Pollice alzato

Leah Pearlman oggi disegna vignette di ispirazione buddista. Il suo sito “Dharma Comics” contiene più di 500 illustrazioni dedicate a una vasta gamma di emozioni: tra le altre amore, perdita, coraggio. Justin Rosenstein ha invece fondato una società di software - l’Asana - che produce un programma destinato migliorare la collaborazione nei gruppi di lavoro. Sia Pearlman sia Rosenstein sono approdati a occupazioni che tengono conto dello spirito e, anzi, cercano di proteggerlo e di coltivarlo, sia pure in modi diversi.

È legittimo pensare, data la loro precedente storia professionale, che attraverso queste occupazioni i due tendano a lenire una forma della stessa sindrome che colpì l’equipaggio dell’Enola Gay e diversi membri del Progetto Manhattan, quello che portò allo sviluppo della bomba atomica: il senso di inquietudine e di colpa provato da chi ha creato un mostro, anche se mosso da intenzioni onorevoli.

La nascita del “mostro” creato da Pearlman e Rosenstein risale al periodo in cui lavoravano entrambi per Facebook. Insieme, misero a punto il bottone “like” che caratterizza il popolare social network.
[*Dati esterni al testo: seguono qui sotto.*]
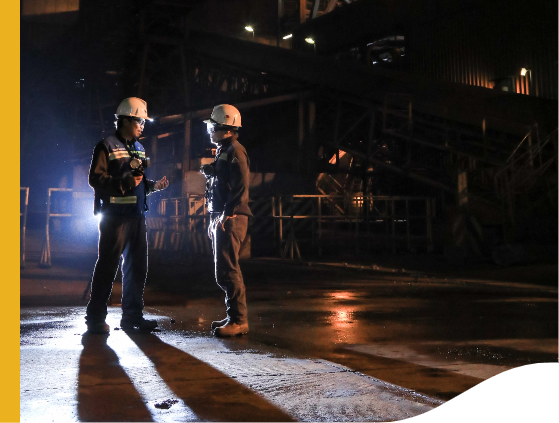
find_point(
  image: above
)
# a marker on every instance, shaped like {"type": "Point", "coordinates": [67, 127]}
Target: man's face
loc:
{"type": "Point", "coordinates": [133, 127]}
{"type": "Point", "coordinates": [217, 135]}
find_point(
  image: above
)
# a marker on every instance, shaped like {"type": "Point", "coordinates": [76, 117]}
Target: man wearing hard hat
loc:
{"type": "Point", "coordinates": [117, 176]}
{"type": "Point", "coordinates": [227, 201]}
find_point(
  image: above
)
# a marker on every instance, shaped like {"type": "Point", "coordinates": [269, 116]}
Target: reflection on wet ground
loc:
{"type": "Point", "coordinates": [332, 346]}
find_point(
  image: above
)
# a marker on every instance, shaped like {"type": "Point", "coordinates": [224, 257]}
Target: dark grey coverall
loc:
{"type": "Point", "coordinates": [228, 194]}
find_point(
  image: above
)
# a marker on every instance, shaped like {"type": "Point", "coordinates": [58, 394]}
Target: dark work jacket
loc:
{"type": "Point", "coordinates": [229, 188]}
{"type": "Point", "coordinates": [110, 176]}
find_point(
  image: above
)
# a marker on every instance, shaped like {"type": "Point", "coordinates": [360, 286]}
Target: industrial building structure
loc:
{"type": "Point", "coordinates": [375, 112]}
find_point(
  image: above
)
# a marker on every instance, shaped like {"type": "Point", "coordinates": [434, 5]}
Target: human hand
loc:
{"type": "Point", "coordinates": [223, 219]}
{"type": "Point", "coordinates": [161, 184]}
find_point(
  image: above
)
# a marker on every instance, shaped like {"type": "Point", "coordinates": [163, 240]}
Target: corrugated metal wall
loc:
{"type": "Point", "coordinates": [480, 47]}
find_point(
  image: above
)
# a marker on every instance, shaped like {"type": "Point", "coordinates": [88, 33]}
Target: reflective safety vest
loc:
{"type": "Point", "coordinates": [132, 202]}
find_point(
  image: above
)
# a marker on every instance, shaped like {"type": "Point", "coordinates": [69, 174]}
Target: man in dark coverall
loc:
{"type": "Point", "coordinates": [117, 176]}
{"type": "Point", "coordinates": [227, 200]}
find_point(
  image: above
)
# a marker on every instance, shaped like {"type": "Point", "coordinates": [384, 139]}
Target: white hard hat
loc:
{"type": "Point", "coordinates": [133, 106]}
{"type": "Point", "coordinates": [225, 114]}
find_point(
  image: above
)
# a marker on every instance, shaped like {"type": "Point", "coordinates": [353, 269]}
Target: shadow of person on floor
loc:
{"type": "Point", "coordinates": [209, 393]}
{"type": "Point", "coordinates": [105, 392]}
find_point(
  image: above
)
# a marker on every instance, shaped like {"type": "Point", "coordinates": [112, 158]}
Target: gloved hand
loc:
{"type": "Point", "coordinates": [161, 184]}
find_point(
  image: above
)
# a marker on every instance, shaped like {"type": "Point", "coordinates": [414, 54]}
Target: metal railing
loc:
{"type": "Point", "coordinates": [321, 222]}
{"type": "Point", "coordinates": [60, 211]}
{"type": "Point", "coordinates": [23, 216]}
{"type": "Point", "coordinates": [180, 225]}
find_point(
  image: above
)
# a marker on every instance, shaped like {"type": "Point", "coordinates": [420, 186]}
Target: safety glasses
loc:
{"type": "Point", "coordinates": [141, 121]}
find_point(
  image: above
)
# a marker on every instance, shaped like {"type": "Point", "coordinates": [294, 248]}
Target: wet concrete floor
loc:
{"type": "Point", "coordinates": [326, 344]}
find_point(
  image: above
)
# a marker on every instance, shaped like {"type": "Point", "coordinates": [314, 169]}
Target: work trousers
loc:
{"type": "Point", "coordinates": [124, 236]}
{"type": "Point", "coordinates": [226, 246]}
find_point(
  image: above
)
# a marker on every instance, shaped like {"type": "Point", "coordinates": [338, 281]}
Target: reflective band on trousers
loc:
{"type": "Point", "coordinates": [132, 199]}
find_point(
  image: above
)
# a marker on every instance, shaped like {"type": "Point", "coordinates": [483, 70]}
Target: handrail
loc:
{"type": "Point", "coordinates": [24, 226]}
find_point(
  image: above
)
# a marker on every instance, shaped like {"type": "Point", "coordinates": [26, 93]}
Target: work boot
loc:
{"type": "Point", "coordinates": [140, 324]}
{"type": "Point", "coordinates": [218, 323]}
{"type": "Point", "coordinates": [232, 329]}
{"type": "Point", "coordinates": [98, 328]}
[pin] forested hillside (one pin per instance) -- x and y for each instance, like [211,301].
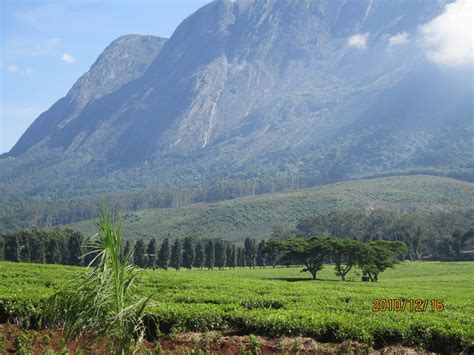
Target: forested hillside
[254,216]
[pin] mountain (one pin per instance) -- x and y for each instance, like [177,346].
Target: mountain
[255,216]
[254,89]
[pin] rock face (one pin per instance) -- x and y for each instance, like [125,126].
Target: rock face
[123,61]
[275,86]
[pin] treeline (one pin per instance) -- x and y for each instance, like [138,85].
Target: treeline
[372,257]
[69,247]
[200,254]
[22,213]
[431,233]
[58,246]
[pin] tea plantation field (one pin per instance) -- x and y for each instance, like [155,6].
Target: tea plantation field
[282,301]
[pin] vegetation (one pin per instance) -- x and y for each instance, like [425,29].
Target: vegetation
[101,302]
[278,301]
[152,207]
[426,199]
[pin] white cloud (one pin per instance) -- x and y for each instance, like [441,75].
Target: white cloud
[15,69]
[14,120]
[68,58]
[398,39]
[12,68]
[358,41]
[449,39]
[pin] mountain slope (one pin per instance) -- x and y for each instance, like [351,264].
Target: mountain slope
[254,216]
[247,89]
[123,61]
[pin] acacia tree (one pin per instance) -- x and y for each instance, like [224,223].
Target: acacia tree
[346,253]
[311,252]
[188,253]
[200,258]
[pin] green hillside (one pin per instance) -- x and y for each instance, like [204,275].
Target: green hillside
[255,216]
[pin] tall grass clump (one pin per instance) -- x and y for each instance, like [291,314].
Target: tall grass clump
[101,302]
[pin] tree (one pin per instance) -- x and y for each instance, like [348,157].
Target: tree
[128,252]
[346,253]
[309,251]
[261,254]
[241,257]
[233,257]
[250,252]
[151,253]
[228,255]
[53,255]
[25,249]
[220,254]
[164,256]
[210,254]
[380,255]
[139,254]
[199,260]
[12,248]
[38,252]
[188,253]
[74,246]
[177,254]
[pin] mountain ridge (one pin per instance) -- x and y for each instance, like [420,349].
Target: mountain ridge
[252,89]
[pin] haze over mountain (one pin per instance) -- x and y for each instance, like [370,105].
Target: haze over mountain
[329,88]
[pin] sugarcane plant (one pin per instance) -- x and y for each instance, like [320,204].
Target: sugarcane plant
[102,302]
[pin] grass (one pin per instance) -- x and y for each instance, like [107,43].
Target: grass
[283,301]
[234,220]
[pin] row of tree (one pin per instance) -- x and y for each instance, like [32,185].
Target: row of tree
[199,254]
[372,257]
[432,233]
[68,247]
[57,246]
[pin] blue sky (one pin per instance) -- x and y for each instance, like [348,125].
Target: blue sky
[47,45]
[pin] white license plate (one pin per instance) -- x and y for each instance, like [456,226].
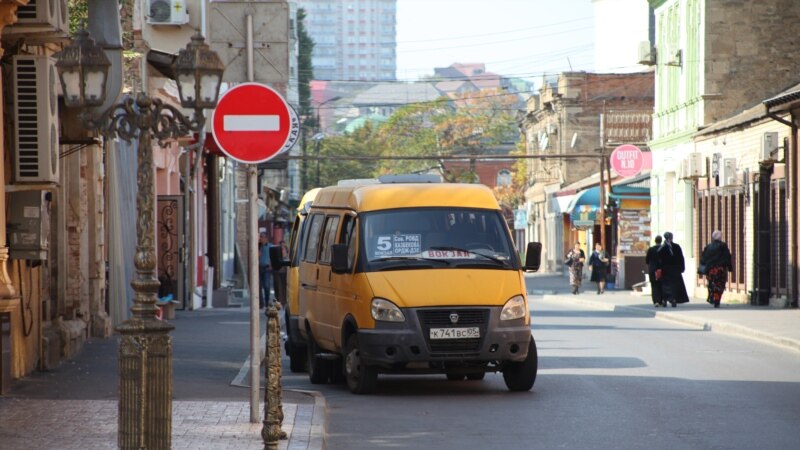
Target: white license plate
[455,333]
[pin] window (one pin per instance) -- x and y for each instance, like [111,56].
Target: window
[312,239]
[349,237]
[331,225]
[504,178]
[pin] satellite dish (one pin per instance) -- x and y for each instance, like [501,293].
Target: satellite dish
[543,141]
[160,11]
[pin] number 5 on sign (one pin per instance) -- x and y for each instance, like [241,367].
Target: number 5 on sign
[384,243]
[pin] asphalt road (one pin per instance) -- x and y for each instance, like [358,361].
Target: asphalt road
[606,380]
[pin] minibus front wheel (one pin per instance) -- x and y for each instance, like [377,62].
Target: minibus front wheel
[319,369]
[361,378]
[520,376]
Una funzione nata per consentire agli utenti di apprezzare velocemente e senza sforzo (nello spirito dell’“user friendly”) i contenuti della piattaforma, ma diventata nel giro di pochi anni - è comparsa nel 2009 - un fenomeno antropologico, economico e di marketing. Il “like” è un mostriciattolo che ha creato nuovi obblighi sociali - con il relativo bagaglio di angoscia che ciò comporta -, indotto ansie e depressioni, creato dipendenze e incubato una forma veloce, ma muta e incompleta, di relazione umana. Non bastasse, il “like” è indicato quale responsabile del proliferare delle bufale in Rete. Poco meno della bomba atomica, dunque.

Oggi qualcuno - non solo Pearlman e Rosenstein - incomincia a rendersene conto. Basta scorrere la lunga analisi che “The Ringer” ha dedicato al pollicino alzato. Potete leggerla in Rete e, ovviamente, premiarla alla fine con un bel “like”.